I am always amazed by these kind of incidents but there seems to be something about the USA that encourages them.

When I was at school (in the UK) we had none of the rules that you mention regarding toy guns and medicine. We also didn't have a drink, drug or violence problem. I can't remember ever having heard of children being involved with guns at any school in the UK. There have been school shootings but it has always been adults firing the gun (as far as I can remember).

Is there really such a problem in American schools that random locker searches and punishments for trivial "crimes", like bringing an iPod to school, are needed? Perhaps rebelling against this overbearing authority is what leads some kids to wear revealing clothes?

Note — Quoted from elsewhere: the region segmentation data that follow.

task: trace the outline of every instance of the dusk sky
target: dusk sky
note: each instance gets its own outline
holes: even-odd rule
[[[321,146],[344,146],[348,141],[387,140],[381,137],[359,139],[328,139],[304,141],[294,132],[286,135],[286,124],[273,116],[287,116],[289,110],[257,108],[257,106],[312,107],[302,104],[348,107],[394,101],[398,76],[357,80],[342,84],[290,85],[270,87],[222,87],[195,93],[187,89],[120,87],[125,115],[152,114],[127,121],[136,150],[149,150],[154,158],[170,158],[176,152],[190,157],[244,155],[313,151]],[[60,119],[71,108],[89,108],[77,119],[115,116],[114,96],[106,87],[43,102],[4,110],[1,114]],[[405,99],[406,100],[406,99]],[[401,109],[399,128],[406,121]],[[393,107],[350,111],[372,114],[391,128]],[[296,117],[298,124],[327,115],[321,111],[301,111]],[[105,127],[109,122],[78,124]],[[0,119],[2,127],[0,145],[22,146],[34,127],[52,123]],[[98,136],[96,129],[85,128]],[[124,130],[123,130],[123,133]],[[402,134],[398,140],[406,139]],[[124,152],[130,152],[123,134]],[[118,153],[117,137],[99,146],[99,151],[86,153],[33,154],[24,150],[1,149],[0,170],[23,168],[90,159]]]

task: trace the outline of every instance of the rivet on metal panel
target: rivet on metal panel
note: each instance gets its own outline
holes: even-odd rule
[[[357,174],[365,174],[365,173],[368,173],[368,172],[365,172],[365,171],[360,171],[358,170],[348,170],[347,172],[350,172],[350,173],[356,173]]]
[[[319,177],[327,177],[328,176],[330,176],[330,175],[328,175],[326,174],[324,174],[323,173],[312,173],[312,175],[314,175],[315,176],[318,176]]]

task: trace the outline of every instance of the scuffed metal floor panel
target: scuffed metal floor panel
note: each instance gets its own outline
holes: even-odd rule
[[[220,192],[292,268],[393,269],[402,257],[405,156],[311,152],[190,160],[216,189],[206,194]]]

Also, being told to do things by your parents is generally seen as being uncool. No matter how cool the clothing that you suggest actually is it is probably a little tainted just because it is your recommendation. Nobody wants to dress like their parents. Other than school uniforms (which are mandatory in most UK schools) I was never told what not to wear when I was young and I have always chosen to wear sensible clothes.

I don't know if this is actually the cause, I am just throwing it out there. I may also be wide of the mark with my impressions of America, this is just the impression that I get from watching the news and from what people have said here.